3) Let them take the lead. People deal with grief in a myriad of ways, and they are their own best judge of what they need at any given time. One minute they may need to cry and be sad, and another minute they may not want to think or talk about the loss at all. Sometimes grievers don't want to celebrate or just need time to be alone, while others may want to be surrounded by friends and family and celebrations. All is ok as long as the person isn't withdrawing from friends, family and usual activities for long periods of time (weeks or months), turning to alcohol or drugs to help them cope, engaging in risk-taking behaviors, or talking about harming themselves or suicide. When you're not sure what to do to help, it's always ok to ask. You might say something like, "What do you need right now?" or "How can I help?"

 

4) When in doubt, call EAP. EAP counselors are always willing to talk with you on the phone or in person to brainstorm ideas on how to help someone who is grieving, what to do if you suspect a loved one may be thinking of suicide, or to help you personally deal with grief and loss. 

soup_kitchen_volunteers.jpg Holiday Volunteer Opportunities

 

This year, instead of the usual office gift exchange or department after-hours cocktail party, why not rally employees around a good cause? It's a great way to build team morale while boosting the spirits of people in need this Christmas season.

 

Salvation Army Bell Ringers - All it takes is a couple hours of your time and a friendly smile to encourage store patrons to support year-round programs by donating to this annual charity drive.

 

Adopt-a-Family - Love to shop? Fill your cart with gifts and necessities for needy families in our area, or volunteer to sort and distribute packages.

 

Fill Their Plates - Several agencies and churches in our area need volunteers to serve holiday meals.

 

Party People - Many organizations invite volunteers to help with annual holiday parties for at-risk youth, seniors or disabled residents.

 

Crafty Christmas - Volunteers are needed to make hospital tray favors, sew quilts or decorate stores, to name just a few. 

 

For a complete list of volunteer opportunities available throughout our communities, and information on how to get involved, visit http://www.volunteercenter.net/ to download a holiday guide.

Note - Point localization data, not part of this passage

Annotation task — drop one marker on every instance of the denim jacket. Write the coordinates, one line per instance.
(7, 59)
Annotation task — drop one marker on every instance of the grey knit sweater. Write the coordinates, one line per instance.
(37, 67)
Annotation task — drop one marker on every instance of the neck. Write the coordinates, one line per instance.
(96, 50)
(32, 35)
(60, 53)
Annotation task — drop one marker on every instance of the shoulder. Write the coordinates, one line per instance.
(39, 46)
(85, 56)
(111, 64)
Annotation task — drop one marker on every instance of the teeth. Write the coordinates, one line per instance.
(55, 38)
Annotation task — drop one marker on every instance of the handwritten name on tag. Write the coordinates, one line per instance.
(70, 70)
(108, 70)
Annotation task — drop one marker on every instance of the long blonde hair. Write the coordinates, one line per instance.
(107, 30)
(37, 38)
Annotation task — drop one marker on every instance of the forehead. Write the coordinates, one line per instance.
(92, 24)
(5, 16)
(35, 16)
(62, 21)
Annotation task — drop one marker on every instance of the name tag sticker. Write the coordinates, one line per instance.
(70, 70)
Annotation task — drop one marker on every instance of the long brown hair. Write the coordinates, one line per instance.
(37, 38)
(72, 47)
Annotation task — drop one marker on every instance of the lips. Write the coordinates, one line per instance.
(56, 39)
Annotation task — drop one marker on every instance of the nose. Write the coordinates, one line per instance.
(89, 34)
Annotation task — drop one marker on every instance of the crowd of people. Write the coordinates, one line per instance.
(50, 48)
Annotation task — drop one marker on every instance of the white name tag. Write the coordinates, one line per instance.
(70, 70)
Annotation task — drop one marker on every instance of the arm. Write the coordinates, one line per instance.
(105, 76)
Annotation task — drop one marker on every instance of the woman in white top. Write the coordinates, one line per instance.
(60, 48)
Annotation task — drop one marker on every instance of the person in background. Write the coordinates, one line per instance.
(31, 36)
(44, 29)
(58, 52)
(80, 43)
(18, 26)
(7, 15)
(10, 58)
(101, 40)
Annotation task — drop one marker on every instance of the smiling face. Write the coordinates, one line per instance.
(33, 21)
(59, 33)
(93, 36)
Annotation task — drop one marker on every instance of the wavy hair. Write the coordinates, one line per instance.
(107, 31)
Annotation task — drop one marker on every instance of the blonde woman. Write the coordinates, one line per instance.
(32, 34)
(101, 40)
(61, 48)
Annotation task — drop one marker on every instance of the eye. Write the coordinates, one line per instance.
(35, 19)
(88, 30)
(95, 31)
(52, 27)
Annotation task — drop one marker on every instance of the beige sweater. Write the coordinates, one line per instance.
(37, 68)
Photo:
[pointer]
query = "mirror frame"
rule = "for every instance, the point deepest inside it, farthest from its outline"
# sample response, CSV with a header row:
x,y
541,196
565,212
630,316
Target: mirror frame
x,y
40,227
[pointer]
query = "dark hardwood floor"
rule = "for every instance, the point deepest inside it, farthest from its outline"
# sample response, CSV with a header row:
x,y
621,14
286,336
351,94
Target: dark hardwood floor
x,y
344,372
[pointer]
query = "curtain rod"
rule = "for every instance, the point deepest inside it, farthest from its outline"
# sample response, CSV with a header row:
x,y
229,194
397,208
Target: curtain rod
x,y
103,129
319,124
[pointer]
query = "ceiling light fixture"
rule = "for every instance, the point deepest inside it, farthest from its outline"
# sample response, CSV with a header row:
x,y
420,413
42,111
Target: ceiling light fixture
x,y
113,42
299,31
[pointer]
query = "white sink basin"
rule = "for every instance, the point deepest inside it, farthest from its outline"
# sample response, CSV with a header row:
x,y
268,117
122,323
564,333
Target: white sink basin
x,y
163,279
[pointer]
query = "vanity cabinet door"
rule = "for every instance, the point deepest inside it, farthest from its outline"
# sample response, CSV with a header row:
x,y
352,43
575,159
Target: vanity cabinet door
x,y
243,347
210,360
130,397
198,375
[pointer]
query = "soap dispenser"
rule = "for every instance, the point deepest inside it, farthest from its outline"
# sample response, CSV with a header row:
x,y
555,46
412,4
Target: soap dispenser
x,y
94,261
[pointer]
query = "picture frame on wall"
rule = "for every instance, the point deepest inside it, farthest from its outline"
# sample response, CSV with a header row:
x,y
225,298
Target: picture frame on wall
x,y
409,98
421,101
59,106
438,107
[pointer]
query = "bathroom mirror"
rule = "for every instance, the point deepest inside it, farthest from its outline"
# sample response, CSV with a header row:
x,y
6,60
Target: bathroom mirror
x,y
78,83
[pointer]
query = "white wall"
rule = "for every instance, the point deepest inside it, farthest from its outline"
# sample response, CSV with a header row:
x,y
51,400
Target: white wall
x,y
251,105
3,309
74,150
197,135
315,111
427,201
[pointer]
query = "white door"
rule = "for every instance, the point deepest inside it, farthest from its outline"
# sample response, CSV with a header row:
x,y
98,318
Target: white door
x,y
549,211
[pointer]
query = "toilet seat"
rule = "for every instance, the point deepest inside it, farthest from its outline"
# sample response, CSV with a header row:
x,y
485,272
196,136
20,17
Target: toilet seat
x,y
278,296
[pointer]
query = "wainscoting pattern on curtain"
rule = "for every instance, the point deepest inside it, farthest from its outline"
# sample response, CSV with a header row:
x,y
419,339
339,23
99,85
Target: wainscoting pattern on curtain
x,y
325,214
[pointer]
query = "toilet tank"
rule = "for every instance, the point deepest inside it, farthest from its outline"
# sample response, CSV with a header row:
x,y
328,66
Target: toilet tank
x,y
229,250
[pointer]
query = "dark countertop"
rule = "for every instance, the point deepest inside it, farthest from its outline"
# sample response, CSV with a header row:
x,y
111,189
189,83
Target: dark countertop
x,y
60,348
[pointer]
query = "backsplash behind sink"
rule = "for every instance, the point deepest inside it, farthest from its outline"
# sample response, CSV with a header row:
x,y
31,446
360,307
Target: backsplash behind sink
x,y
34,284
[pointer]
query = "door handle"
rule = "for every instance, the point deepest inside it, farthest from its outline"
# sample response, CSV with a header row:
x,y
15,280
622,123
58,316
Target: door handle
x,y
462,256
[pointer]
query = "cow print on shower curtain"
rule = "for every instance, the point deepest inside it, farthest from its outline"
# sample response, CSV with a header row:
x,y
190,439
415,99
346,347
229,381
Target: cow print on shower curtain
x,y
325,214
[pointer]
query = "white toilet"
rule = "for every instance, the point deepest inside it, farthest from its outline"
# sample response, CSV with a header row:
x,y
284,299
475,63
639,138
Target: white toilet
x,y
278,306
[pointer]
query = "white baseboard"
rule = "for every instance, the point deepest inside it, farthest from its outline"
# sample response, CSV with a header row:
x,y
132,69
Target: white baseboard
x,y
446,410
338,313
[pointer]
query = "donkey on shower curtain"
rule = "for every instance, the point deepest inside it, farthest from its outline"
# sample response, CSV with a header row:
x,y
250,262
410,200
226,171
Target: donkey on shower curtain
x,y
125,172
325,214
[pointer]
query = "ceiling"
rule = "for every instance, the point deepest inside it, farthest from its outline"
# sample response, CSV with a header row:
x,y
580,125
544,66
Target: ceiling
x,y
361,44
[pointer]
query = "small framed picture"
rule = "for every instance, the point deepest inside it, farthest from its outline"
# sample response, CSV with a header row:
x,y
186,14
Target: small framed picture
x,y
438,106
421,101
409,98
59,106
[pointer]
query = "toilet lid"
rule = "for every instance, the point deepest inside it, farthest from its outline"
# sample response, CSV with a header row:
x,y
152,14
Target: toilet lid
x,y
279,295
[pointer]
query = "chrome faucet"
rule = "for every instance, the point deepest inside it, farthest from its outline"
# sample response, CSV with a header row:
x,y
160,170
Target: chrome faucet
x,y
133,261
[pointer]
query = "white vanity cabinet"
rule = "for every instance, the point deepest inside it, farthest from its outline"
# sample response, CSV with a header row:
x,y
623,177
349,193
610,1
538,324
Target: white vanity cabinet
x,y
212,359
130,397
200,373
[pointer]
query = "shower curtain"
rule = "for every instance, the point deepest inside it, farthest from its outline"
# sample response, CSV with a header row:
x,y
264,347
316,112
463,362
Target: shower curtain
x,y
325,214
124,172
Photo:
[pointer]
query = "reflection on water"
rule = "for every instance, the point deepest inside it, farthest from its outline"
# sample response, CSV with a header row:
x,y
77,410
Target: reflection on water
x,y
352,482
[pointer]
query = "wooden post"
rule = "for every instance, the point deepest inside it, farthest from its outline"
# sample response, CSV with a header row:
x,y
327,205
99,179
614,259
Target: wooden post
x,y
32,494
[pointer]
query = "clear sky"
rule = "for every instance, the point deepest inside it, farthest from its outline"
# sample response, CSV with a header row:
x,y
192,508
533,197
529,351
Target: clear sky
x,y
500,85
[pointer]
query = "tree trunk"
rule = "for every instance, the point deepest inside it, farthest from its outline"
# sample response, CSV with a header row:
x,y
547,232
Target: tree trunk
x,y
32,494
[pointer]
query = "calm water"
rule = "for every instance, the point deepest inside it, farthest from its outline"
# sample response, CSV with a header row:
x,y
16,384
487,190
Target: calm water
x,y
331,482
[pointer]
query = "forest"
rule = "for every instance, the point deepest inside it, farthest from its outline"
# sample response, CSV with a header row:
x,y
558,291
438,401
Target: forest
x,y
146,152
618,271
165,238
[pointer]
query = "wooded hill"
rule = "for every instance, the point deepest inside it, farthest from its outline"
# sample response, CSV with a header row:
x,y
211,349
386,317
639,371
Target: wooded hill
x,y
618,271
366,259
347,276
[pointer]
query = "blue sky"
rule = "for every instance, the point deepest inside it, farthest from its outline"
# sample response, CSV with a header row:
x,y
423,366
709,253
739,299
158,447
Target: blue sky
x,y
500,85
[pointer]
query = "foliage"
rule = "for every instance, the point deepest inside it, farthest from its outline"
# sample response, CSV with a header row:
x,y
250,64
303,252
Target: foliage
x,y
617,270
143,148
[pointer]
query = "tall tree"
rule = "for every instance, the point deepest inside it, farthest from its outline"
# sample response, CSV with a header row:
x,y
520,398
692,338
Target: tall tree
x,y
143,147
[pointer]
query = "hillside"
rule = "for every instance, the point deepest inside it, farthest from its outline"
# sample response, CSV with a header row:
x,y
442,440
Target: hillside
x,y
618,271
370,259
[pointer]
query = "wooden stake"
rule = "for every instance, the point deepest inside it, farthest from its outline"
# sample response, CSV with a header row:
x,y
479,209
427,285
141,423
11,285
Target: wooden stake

gingerbread-house.jpg Surviving the Holidays

By Leah Szemborski, EAP counselor 


With the holidays coming right around the corner, some people may already be feeling the impending busyness and stress upon them. It doesn't have to be that way! Make a commitment, right now, to focus on what's important and enjoy your holiday season.

 

1) Write down your holiday goals. Be clear with yourself what you want to get out of this holiday season. For some it might be "feeling relaxed when I go back to work on January 2," or "spending quality time with friends and family I don't see very often." I bet if you sit down and think about it you will realize there are only a few simple goals that you really want to accomplish this holiday season.

 

2) Evaluate what will help you achieve your goals, and what will detract from them. Holidays can get crazy, but do we do it to ourselves? Will sending out 50 Christmas cards help you achieve your goals of spending time with friends and family and making you feel relaxed? If yes, then great! Do it! But if not, let it go. Focus on what's important and be ok with saying goodbye to the rest.

 

3) Don't get mad at people whose holiday goals are different than yours. If your partner, child, or relative is going to be miserable during your holiday celebrations, then let them opt out. You will have a better time celebrating without the crabby-pants pouting in the corner, and they will have a better time celebrating their holiday the way they want to (even if that means not celebrating).